Flamenco dancing, and the accompanying flamenco music, combines to form the uniquely Spanish art form, flamenco. Flamenco's origins, as well as today's best flamenco dancers, are located in southern Spain's Andalucian region. A trip to Seville, Cadiz, or Granada offers a chance to see, hear, and even participate in this most traditional of Spanish art forms.
A synthesis of dancing, singing and instrumental accompaniment, the flamenco dance appeared in recognizable form in the late eighteenth and early nineteenth centuries. What became the dance of the gitanos (gypsies) of the Guadalquidvir Valley, may have originated in the music of Moslem Andulucia during the Medieval period, or even as far back as Byzantine chants used in Visigothic churches.
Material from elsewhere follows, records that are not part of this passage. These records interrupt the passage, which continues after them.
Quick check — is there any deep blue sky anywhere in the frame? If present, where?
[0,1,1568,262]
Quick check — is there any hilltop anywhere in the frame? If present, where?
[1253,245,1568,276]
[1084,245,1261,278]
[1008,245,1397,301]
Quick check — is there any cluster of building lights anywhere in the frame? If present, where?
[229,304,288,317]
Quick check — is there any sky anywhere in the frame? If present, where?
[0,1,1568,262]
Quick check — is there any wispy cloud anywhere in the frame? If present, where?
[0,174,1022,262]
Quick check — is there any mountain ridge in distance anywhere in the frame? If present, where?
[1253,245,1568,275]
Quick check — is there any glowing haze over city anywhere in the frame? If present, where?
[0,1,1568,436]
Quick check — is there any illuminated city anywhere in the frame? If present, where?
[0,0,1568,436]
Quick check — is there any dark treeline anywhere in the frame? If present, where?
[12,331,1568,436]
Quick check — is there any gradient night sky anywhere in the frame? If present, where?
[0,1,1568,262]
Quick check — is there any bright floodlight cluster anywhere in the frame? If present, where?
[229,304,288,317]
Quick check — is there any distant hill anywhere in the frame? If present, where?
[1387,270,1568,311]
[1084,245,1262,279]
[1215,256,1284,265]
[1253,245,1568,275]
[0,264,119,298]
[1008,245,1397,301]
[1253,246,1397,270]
A male flamenco singer is known as a cantaor, a female singer is referred to as a cantaora. Flamenco dancers are bailaor/a. Most songs and dances are played with a thumping guitar rhythm, and percussion provided by tapping feet, clapping hands or the brassy clink of castanets. The traditional flamenco costume for women is a shawl, a long frilly bata de cola dress and a fan. Men are adorned in flat Cordoban hats and tight black pants.
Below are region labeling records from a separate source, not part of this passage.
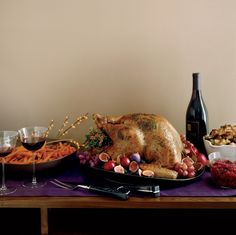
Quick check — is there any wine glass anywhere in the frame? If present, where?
[18,126,48,188]
[0,131,18,195]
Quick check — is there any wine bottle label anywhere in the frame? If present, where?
[187,122,199,139]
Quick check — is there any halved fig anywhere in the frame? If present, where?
[142,170,154,177]
[114,165,125,174]
[129,161,139,173]
[98,152,110,162]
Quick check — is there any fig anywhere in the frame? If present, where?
[103,160,115,171]
[120,155,130,168]
[129,161,139,173]
[114,165,125,174]
[130,153,141,163]
[98,152,110,162]
[142,170,154,177]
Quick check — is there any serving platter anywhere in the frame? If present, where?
[5,140,78,174]
[79,161,205,188]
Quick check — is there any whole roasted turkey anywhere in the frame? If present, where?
[93,113,183,178]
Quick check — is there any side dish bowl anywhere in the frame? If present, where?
[203,136,236,161]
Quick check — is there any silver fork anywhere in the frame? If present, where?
[50,179,130,200]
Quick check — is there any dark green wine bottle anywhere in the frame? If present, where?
[186,73,209,155]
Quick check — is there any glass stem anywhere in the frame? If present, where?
[1,158,7,190]
[32,152,37,185]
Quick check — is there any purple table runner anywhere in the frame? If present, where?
[6,168,236,197]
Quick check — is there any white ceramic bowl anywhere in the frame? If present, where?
[203,137,236,161]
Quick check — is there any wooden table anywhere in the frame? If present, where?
[0,196,236,235]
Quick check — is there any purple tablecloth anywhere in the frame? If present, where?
[6,163,236,197]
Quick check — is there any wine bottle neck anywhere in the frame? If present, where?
[193,73,201,91]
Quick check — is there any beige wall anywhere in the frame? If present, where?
[0,0,236,141]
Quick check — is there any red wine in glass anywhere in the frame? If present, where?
[18,126,48,188]
[0,131,18,196]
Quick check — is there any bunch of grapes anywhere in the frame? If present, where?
[77,151,99,167]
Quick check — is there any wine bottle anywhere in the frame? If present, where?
[186,73,209,155]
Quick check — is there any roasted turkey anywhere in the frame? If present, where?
[93,113,183,178]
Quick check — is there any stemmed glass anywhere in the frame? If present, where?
[0,131,18,195]
[18,126,48,188]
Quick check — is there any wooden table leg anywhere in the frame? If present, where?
[40,207,48,235]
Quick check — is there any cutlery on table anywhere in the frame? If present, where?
[51,179,160,197]
[50,179,130,200]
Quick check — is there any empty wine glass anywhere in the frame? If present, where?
[18,126,48,188]
[0,131,18,195]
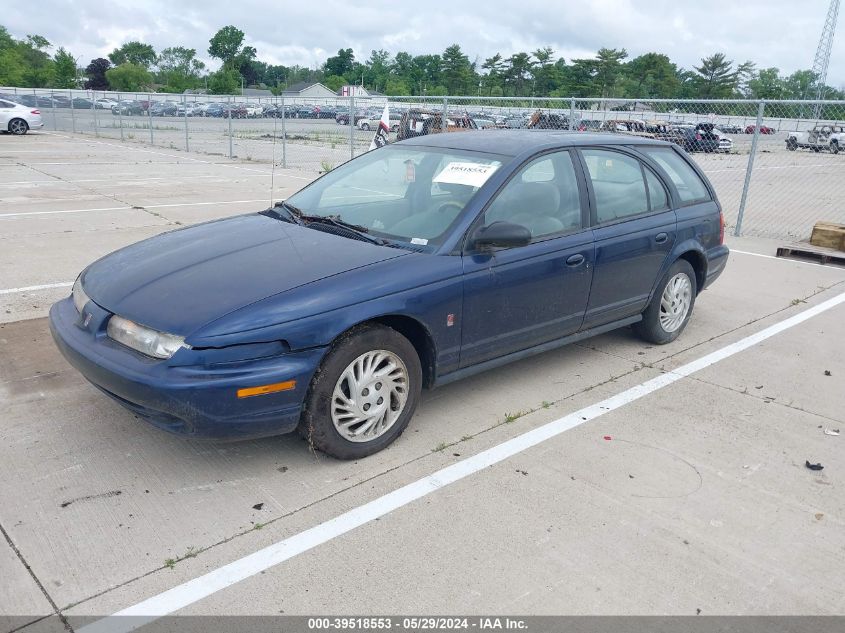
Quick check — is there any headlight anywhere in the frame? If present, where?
[71,277,90,313]
[106,315,190,358]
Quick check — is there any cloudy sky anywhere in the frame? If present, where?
[6,0,845,86]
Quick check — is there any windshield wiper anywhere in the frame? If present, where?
[300,215,388,246]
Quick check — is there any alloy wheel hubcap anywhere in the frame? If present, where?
[331,350,408,442]
[660,273,692,332]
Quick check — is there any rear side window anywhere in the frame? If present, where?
[582,149,649,224]
[641,147,710,202]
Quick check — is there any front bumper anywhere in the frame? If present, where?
[50,297,326,439]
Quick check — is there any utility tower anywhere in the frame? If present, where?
[813,0,839,111]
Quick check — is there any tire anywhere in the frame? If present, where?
[297,325,422,459]
[633,259,698,345]
[8,119,29,136]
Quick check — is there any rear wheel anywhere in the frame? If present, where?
[298,325,422,459]
[9,119,29,136]
[634,259,698,345]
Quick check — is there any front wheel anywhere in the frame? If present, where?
[298,325,422,459]
[634,259,698,345]
[9,119,29,136]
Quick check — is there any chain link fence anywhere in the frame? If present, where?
[0,88,845,246]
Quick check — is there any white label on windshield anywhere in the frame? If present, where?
[434,163,499,187]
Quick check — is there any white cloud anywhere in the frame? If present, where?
[2,0,845,85]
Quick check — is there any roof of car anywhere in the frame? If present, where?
[399,130,669,156]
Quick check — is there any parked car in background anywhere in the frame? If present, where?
[356,112,402,132]
[0,99,44,136]
[49,132,729,459]
[111,100,144,116]
[673,123,719,153]
[745,125,775,134]
[786,123,845,154]
[203,103,225,117]
[713,127,734,154]
[396,108,478,141]
[150,101,179,116]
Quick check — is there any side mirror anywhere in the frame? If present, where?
[470,222,531,249]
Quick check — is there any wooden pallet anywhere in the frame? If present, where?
[810,222,845,251]
[777,244,845,267]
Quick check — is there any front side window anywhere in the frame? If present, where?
[582,149,650,224]
[483,151,582,239]
[640,146,710,203]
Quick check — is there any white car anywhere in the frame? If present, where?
[244,101,264,118]
[0,100,44,135]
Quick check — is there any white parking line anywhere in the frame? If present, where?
[0,281,73,295]
[77,293,845,633]
[731,248,838,270]
[0,199,272,218]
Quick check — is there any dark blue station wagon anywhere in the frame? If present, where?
[50,130,728,459]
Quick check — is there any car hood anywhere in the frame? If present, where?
[82,213,407,336]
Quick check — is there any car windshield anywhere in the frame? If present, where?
[287,146,502,250]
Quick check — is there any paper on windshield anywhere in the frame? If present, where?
[434,162,499,187]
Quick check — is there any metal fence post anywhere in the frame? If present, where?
[68,90,76,134]
[276,96,288,168]
[147,94,155,145]
[226,97,234,158]
[734,100,766,237]
[182,97,191,152]
[349,96,355,160]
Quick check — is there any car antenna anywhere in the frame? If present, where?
[270,97,285,209]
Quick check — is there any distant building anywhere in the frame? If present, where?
[282,81,337,99]
[337,86,372,97]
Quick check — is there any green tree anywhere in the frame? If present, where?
[208,25,246,68]
[595,48,628,98]
[693,53,738,99]
[208,68,241,95]
[748,68,786,99]
[85,57,111,90]
[625,53,680,99]
[106,62,153,92]
[323,75,347,92]
[109,40,158,68]
[323,48,355,80]
[157,46,205,92]
[53,48,79,88]
[441,44,477,94]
The first flamenco cante jondo (deep song) was a tortured howl of passion from poorer, often marginalized, Andalucians. This passion is still at the heart of modern flamenco. The ability to convey passion and tap into deeper human emotions is the essence of flamenco music and flamenco dancing.
Though flamenco history has been debated, and its popularity has come and gone throughout the years, one thing is certain—flamenco is today experiencing a golden age. New generations of flamenco dancers, and continually evolving forms of flamenco music, have broadened flamenco audiences in Spain and around the world. Instead of shunning modern music and dance forms, flamenco continues to incorporate these, while at the same time remaining unique and vital.
Flamenco can be seen and heard in all of Spain's regions (especially the larger cities), but it remains an Andalucian specialty and it is here during the summer festival season that tourists can see it performed in all its forms. During the rest of the year, your best bet for authentic flamenco, is to find penas (flamenco clubs) where live performances are staged in intimate settings. Seville, Jerez de la Frontera, Cadiz and Granada are all flamenco hotbeds and offer the best chance to catch the purest, and often the most passionate, flamenco dance in the entire world.